Broken down by task size, the study found that Kotlin cycles were on average about 15.7% shorter for small tasks, about 20.3% shorter for medium tasks, and about 15.1% shorter for large tasks. Java projects showed a contrasting trend: “Java projects slowed down over the 20-month window. Cycles became 9%–17% longer as codebases grew.”
Ecosystem and Multiplatform Growth
The keynote cited broader adoption figures: “92%” of professional Android developers use Kotlin, and Kotlin Multiplatform adoption has “doubled over past year.” The klibs.io community library registry now lists “3,500+” entries.
Two stable-library releases accompanied the conference: Koog 1.0, JetBrains’ framework for building AI agents on the JVM, and Exposed 1.0, their SQL library for Kotlin. The Navigation 3 library also reached stable status for multiplatform projects.

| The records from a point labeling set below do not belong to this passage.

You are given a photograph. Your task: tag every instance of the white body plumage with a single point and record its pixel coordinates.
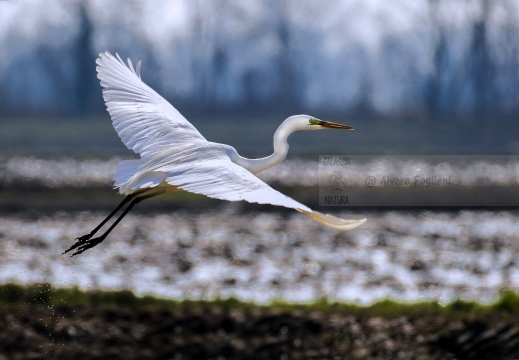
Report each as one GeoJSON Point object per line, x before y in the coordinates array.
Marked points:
{"type": "Point", "coordinates": [174, 155]}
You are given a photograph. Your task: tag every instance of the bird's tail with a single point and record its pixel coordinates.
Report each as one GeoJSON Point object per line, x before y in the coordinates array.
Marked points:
{"type": "Point", "coordinates": [333, 221]}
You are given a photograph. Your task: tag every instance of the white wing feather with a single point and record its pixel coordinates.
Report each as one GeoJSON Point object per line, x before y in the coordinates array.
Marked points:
{"type": "Point", "coordinates": [173, 151]}
{"type": "Point", "coordinates": [145, 122]}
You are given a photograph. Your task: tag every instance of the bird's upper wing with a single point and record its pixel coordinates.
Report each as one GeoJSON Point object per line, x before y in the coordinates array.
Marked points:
{"type": "Point", "coordinates": [144, 120]}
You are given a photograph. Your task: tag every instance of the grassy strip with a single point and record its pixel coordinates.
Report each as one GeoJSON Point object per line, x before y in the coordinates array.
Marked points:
{"type": "Point", "coordinates": [45, 294]}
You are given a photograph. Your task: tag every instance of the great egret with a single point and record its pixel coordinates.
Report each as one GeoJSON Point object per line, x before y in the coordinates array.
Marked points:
{"type": "Point", "coordinates": [175, 156]}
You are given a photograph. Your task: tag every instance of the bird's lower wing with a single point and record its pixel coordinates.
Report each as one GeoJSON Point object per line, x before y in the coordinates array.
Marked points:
{"type": "Point", "coordinates": [222, 179]}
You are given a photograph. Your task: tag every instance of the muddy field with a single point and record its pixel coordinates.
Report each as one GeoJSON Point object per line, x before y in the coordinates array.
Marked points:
{"type": "Point", "coordinates": [207, 331]}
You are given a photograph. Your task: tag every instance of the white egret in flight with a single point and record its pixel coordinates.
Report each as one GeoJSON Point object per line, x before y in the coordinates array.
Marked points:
{"type": "Point", "coordinates": [175, 156]}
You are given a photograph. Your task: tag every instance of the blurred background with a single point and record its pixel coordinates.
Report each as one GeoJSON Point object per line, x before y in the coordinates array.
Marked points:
{"type": "Point", "coordinates": [411, 76]}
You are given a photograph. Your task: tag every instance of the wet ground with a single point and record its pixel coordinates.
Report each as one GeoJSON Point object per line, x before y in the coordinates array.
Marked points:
{"type": "Point", "coordinates": [39, 331]}
{"type": "Point", "coordinates": [262, 256]}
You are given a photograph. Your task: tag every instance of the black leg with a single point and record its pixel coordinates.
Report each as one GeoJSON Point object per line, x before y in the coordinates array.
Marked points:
{"type": "Point", "coordinates": [87, 243]}
{"type": "Point", "coordinates": [127, 199]}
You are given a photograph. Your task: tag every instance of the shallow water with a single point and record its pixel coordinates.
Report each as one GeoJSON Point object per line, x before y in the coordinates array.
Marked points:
{"type": "Point", "coordinates": [262, 256]}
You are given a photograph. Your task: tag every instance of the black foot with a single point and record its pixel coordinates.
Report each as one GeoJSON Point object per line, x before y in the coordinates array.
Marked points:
{"type": "Point", "coordinates": [79, 241]}
{"type": "Point", "coordinates": [84, 243]}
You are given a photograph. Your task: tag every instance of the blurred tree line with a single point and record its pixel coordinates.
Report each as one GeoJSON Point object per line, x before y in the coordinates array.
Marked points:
{"type": "Point", "coordinates": [432, 58]}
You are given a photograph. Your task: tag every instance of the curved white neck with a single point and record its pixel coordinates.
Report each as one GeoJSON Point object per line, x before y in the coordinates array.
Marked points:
{"type": "Point", "coordinates": [280, 150]}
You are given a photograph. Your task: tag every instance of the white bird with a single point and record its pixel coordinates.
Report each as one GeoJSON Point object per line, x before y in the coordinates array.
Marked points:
{"type": "Point", "coordinates": [175, 156]}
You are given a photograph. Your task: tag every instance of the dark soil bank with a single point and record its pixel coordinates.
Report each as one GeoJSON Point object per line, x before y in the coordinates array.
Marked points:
{"type": "Point", "coordinates": [42, 331]}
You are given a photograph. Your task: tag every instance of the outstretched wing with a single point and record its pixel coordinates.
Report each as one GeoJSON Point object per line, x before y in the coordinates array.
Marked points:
{"type": "Point", "coordinates": [210, 172]}
{"type": "Point", "coordinates": [144, 120]}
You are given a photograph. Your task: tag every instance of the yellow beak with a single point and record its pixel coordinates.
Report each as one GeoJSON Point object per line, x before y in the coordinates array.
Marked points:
{"type": "Point", "coordinates": [335, 125]}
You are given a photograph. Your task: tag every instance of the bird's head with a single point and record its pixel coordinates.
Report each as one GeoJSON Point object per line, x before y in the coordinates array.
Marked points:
{"type": "Point", "coordinates": [306, 122]}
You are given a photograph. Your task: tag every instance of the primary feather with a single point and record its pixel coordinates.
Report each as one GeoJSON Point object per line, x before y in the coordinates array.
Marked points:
{"type": "Point", "coordinates": [174, 153]}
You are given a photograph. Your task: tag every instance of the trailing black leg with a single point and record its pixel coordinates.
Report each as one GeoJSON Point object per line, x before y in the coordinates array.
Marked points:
{"type": "Point", "coordinates": [85, 242]}
{"type": "Point", "coordinates": [127, 199]}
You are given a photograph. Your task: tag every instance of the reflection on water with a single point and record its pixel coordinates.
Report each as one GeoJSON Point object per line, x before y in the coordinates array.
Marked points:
{"type": "Point", "coordinates": [266, 256]}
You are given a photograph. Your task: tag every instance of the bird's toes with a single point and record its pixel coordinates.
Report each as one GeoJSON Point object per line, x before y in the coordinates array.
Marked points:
{"type": "Point", "coordinates": [82, 239]}
{"type": "Point", "coordinates": [87, 245]}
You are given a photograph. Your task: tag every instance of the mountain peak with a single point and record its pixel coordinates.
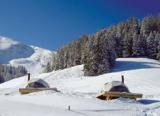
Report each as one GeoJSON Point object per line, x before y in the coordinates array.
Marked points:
{"type": "Point", "coordinates": [6, 43]}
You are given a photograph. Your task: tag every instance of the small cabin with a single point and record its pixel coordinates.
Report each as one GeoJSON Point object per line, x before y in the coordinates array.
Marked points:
{"type": "Point", "coordinates": [36, 85]}
{"type": "Point", "coordinates": [116, 89]}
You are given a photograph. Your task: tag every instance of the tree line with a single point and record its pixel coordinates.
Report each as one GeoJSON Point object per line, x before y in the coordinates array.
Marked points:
{"type": "Point", "coordinates": [131, 38]}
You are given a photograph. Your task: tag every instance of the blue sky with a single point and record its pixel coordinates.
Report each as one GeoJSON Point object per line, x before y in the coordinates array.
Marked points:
{"type": "Point", "coordinates": [53, 23]}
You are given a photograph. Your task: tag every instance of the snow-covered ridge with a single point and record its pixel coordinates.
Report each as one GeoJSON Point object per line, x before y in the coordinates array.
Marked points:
{"type": "Point", "coordinates": [34, 59]}
{"type": "Point", "coordinates": [141, 76]}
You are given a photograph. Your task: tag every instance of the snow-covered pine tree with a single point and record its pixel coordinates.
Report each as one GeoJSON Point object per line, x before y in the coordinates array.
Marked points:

On the AI tooling front, JetBrains announced co-leadership of the Agent Client Protocol (ACP) alongside Zed — an open standard defining how IDEs and coding agents communicate without vendor lock-in. The Junie coding agent now includes dedicated Android support. JetBrains also noted a benchmark result of an “86.4%” resolution rate for Claude Code with Opus 4.7 on the Kotlin SWE-Bench evaluation.
What We Don’t Know
JetBrains has not announced a final release date for Kotlin 2.4.0. The VS Code extension is in alpha, meaning feature completeness and stability are not guaranteed; JetBrains has explicitly asked users to report what works, what breaks, and what is missing. The productivity study’s methodology relies on telemetry from IntelliJ IDEA Ultimate users, which may not represent the full range of development environments or team structures.